“Disruption is nothing but evolution that happens quickly,” said Mohanbir Sawhney, Director, Center for Research in Technology & Innovation at Kellogg School of Management. His session ‘Attacking the Digital Disruptor’ was a part of the ongoing NASSCOM India Leadership Forum in Mumbai.
Sawhney believes that there are three questions to address when it comes to understanding digital disruption:
1. What is it?
Digital Disruption is caused due to connectivity. From desktop internet which connected one billion users to mobile internet which connected 10 billion users and finally the Internet of Things (IoT) which connects 100 billion users. These layers build on each other. The IoT is already here and is changing the way we live with the introduction of fitness trackers, connected cars, thermostats amongst others. By adding the word ‘connected’ before any product, we change its meaning and usage completely. For example, connected fitness will lead to self-quantification, where your treadmill will know you ate an extra burger yesterday and will ask you to run an extra mile to compensate for the extra calorie intake.
2. So what?
Everything about you is data and it is being logged continuously. Digital disruption will move from wearables to cars, homes, infrastructure, smart cities and finally all other vertical till we become an IoT world. It will provide a user choice, better cost, convenience, control, customization and develop a community.
3. Now what?
In descending order of effectiveness and risk, following are the options for any enterprise looking to disrupt digitally, according to Sawhney:
Disrupt your own business. For example, when Netflix moved from DVD delivery to streaming business or the way HBO has disrupted its own channel and launched HBO Go to counter competition.It is important to leverage your own assets to create a model which competitors cannot copy.
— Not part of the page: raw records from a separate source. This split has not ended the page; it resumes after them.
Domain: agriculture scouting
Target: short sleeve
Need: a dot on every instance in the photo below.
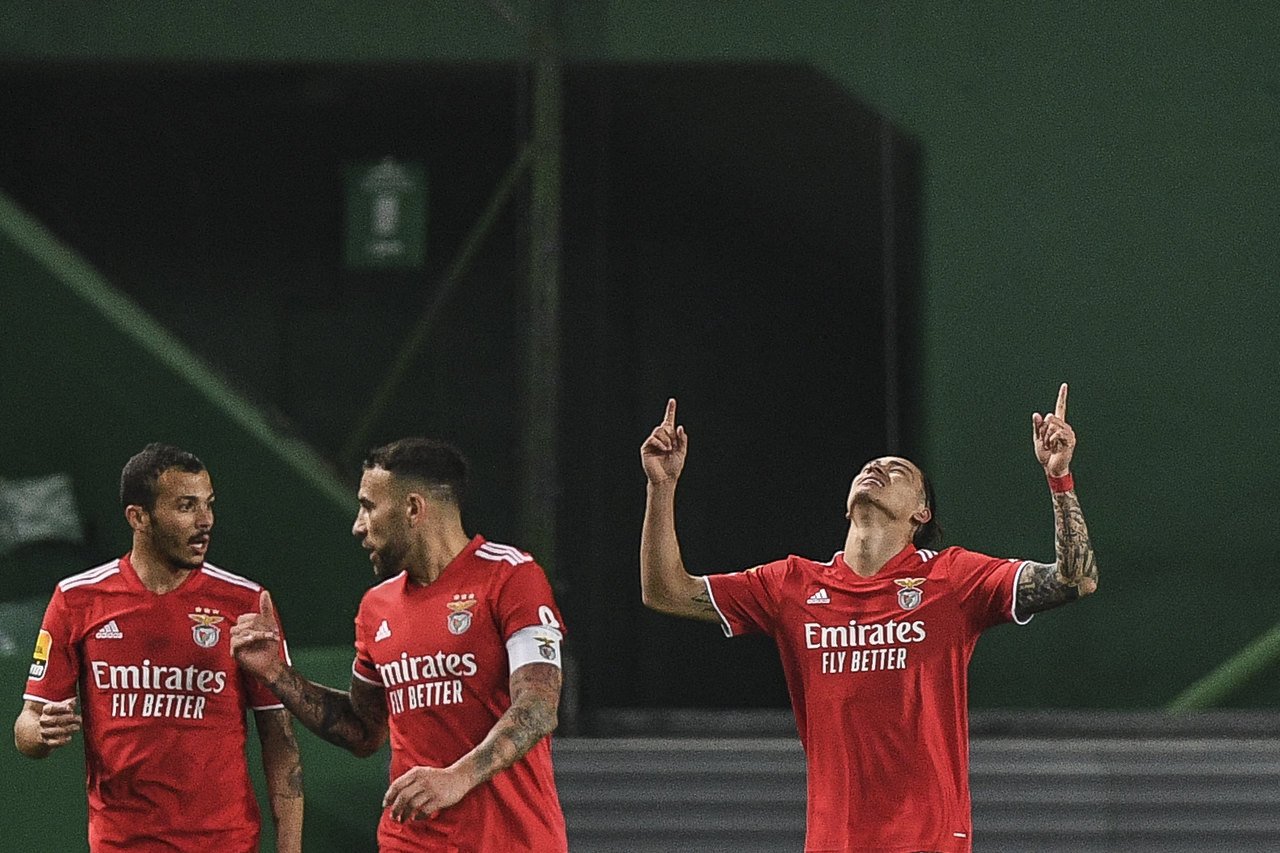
(986, 587)
(55, 660)
(746, 601)
(260, 697)
(362, 667)
(525, 600)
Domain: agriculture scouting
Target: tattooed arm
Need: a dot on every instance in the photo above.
(355, 721)
(533, 715)
(283, 769)
(1075, 573)
(664, 584)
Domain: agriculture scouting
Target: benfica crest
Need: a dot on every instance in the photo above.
(909, 596)
(460, 612)
(205, 632)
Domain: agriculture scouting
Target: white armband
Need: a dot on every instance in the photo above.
(534, 644)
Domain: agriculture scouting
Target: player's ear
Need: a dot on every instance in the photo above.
(136, 516)
(415, 506)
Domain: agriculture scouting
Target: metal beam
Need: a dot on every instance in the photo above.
(539, 496)
(408, 351)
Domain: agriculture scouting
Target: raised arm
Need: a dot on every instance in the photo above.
(355, 721)
(283, 769)
(664, 584)
(533, 715)
(1074, 573)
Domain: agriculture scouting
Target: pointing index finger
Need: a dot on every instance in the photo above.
(670, 418)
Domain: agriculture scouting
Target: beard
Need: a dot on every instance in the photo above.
(388, 560)
(176, 550)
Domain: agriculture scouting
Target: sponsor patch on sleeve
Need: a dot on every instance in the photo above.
(40, 657)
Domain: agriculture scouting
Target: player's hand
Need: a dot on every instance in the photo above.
(1054, 438)
(256, 638)
(663, 454)
(421, 792)
(58, 723)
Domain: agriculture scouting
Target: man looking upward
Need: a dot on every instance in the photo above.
(876, 642)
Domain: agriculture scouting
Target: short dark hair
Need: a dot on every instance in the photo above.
(928, 534)
(142, 470)
(437, 465)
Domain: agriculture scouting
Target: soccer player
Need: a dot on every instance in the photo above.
(144, 641)
(876, 642)
(457, 660)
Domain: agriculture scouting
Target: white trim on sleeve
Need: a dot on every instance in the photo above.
(1013, 607)
(725, 626)
(534, 644)
(364, 678)
(32, 697)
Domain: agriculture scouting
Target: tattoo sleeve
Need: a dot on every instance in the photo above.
(1074, 573)
(531, 716)
(355, 721)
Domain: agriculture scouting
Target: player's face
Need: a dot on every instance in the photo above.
(382, 524)
(891, 483)
(182, 518)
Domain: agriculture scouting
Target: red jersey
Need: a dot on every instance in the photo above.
(439, 652)
(877, 670)
(163, 702)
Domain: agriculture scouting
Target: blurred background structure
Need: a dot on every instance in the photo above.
(278, 235)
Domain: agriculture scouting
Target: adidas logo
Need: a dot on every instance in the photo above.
(109, 632)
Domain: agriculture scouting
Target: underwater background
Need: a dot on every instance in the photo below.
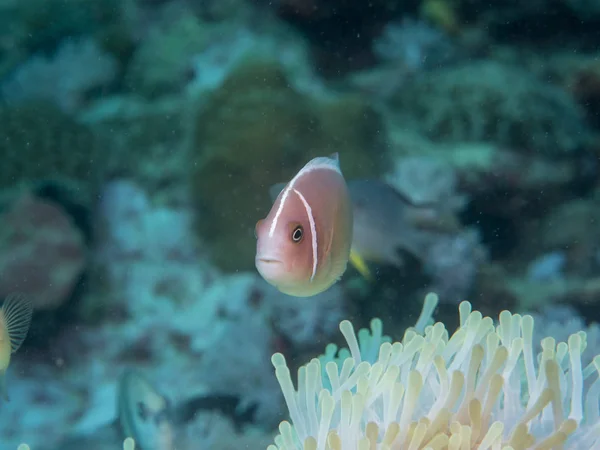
(139, 142)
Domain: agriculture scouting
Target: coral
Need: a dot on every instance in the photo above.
(488, 101)
(453, 262)
(427, 180)
(220, 365)
(305, 323)
(49, 21)
(78, 67)
(413, 45)
(572, 228)
(256, 130)
(163, 61)
(479, 388)
(560, 322)
(42, 253)
(39, 142)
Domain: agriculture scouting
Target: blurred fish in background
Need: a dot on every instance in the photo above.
(140, 143)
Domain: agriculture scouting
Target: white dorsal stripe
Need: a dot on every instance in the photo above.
(313, 233)
(314, 164)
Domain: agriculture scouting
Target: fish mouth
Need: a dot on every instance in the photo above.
(269, 260)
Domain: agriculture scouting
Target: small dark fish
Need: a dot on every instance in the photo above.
(143, 413)
(15, 318)
(387, 223)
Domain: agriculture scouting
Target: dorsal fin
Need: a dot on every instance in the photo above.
(17, 310)
(275, 190)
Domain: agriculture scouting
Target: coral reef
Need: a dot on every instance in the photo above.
(77, 68)
(41, 143)
(480, 387)
(43, 253)
(277, 130)
(487, 101)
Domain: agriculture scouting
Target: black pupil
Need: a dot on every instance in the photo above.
(297, 234)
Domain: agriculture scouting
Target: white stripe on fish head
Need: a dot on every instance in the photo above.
(314, 164)
(313, 233)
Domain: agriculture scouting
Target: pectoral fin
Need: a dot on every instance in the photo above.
(3, 390)
(360, 265)
(17, 310)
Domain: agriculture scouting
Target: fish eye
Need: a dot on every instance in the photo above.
(297, 234)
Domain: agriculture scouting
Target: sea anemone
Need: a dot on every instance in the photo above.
(480, 388)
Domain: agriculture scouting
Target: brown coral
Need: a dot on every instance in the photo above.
(255, 131)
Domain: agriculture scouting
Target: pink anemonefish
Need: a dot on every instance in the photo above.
(303, 245)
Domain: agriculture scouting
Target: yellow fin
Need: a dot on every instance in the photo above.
(360, 264)
(17, 310)
(3, 391)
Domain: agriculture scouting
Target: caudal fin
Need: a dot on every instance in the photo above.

A little less risky, but equally effective is to acquire disruptive businesses. It is important to keep the cannibals in the family. But the enterprise must remember to isolate, incubate and infiltrate the acquired company before integrating it with the organization.
Integrate digital with physical. Create an omnichannel experience for consumers. A store should be converted into a showroom and made more interactive. Take for example clothing brand Burberry’s store in London, where certain articles of clothing and accessories carry RFID chips. These chips interact with store mirrors and show videos of what the outfits can be paired with.
Another good example is the ‘social menu’, which some restaurants in the West have started using. These menus show pictures of food items, and next to each picture is the number of likes it has received from the visitors.
• Becoming Digital
Learn from Disruptors. Build a digital enterprise. While automation of the back office is taking place, what we need now is automation of the front office, like sales, marketing. That is the future. Online companies like Amazon will venture offline and offline companies will need to go online. Ultimately, customers will benefit from an omnichannel experience.
Companies that will win are those that build the best hybrid technology. One needs to question assumptions, embrace agile business processes and evolve fast. As Charles Darwin said: “It is not the strongest of the species that survives, but the most adaptable.”